Markets ended the week on a flat-positive note. Nifty managed to defend 10k after briefly losing ground in the middle of the week. The sentiment remains bullish. Participants are being overly cautious now. Although no euphoria is being sensed, markets continue to get support from liquidity. Result season continues to unwind with pressure mounting on Pharma stocks. PSU banks also did not come out with that great results. Auto numbers stand out as monthly sales were reported mostly in line. One dominant leader – Maruti continues to do well. The stock is probably running as fast as its cars – if not more.
Technically speaking on weekly charts Nifty looks to be overbought. It can, however, continue to grid upwards given the “unlimited money” that keeps coming in. 10000 is a key short-term defending level where the Nifty is likely to bounce around. 9900 continues to be a very strong weekly support for bulls. Like last week 10130 or a close above 10100 is required for fresh legs. Till then the markets over all are likely to consolidate.
Just like any other week, fundamentals have not changed. Some results are good, some are bad, some are worse. The markets continue to remain at an elevated level.
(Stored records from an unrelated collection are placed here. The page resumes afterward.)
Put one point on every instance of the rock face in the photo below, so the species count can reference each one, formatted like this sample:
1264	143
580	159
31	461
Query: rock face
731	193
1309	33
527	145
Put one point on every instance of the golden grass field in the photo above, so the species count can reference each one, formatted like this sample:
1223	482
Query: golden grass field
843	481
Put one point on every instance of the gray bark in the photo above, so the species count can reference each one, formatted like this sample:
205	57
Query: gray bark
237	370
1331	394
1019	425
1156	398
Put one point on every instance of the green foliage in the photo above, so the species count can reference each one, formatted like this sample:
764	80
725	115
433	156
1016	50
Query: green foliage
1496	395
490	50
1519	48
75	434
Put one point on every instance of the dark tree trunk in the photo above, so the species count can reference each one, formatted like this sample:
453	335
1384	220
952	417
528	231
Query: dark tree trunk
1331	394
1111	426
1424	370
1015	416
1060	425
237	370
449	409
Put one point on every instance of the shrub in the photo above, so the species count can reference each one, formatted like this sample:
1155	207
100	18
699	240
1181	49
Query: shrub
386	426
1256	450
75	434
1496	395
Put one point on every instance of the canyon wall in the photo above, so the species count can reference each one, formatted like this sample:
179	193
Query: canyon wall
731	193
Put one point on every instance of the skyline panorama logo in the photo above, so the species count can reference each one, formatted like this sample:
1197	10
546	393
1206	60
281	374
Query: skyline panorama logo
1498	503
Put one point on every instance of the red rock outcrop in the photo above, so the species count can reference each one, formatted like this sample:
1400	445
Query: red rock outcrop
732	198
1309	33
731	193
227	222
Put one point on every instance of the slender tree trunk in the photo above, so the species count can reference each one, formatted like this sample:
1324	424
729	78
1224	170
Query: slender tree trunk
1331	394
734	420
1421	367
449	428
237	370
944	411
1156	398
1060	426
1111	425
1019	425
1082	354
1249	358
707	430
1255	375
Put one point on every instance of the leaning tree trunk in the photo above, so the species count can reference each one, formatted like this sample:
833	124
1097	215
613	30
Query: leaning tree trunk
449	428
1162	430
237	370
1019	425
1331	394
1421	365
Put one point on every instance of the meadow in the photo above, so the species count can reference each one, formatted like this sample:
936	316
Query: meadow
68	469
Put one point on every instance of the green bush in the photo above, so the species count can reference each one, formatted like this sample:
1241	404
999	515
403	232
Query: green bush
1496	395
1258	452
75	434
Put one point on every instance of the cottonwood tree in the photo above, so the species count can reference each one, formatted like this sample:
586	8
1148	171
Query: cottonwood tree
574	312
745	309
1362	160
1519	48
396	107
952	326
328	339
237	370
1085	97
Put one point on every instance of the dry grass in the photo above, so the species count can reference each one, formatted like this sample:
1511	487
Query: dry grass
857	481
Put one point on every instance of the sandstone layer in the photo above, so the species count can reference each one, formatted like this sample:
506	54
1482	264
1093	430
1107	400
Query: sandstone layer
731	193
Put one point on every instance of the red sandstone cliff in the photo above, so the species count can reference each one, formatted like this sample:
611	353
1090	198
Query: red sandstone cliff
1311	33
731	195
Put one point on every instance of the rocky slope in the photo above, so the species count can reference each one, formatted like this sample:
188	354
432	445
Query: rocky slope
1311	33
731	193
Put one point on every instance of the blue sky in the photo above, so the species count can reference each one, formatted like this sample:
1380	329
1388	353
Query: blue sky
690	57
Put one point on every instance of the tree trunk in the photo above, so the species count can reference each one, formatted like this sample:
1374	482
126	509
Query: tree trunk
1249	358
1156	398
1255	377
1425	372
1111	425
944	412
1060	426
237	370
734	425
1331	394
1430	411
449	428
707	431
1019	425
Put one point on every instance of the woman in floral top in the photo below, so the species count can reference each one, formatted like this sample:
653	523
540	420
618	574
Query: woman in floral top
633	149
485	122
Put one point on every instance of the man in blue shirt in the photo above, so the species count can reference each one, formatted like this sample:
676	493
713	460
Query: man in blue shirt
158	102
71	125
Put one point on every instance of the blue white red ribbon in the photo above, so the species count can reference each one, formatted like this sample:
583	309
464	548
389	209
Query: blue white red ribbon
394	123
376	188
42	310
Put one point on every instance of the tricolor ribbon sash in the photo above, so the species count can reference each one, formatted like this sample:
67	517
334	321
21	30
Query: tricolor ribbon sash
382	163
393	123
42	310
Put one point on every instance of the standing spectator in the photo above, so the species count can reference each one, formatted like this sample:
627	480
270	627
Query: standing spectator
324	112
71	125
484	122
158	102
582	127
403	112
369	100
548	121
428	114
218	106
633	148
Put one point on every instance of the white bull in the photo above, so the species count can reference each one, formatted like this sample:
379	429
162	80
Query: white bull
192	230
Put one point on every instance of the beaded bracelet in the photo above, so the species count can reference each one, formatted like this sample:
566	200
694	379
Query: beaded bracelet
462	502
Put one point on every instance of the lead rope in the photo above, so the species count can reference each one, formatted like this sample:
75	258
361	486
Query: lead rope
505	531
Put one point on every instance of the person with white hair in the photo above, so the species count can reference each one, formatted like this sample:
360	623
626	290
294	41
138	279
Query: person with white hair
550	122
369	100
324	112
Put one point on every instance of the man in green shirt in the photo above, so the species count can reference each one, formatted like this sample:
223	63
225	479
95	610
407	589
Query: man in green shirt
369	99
P/E is stretched and well near historical highs. Valuations do not warrant any fresh capital to be committed at this level. Some pockets of the market however do provide some value. Contrarian buying opportunities can be seen in places. Lack of negative triggers coupled with ample liquidity is keeping the market afloat.
Globally the rally continues to support. Last week APPLE ensured that DOW hits 22k! A record for the index. Results continue to surprise wall street. Markets across the world are having similar patterns. Waves of liquidity and complacency in terms of risk taking are keeping them afloat.
Sectors to watch will be pharma and metals. Major sector indices are at record resistance levels. Technically fatigue and exhaustion can be seen. However these levels can be taken out after a brief stint of consolidation.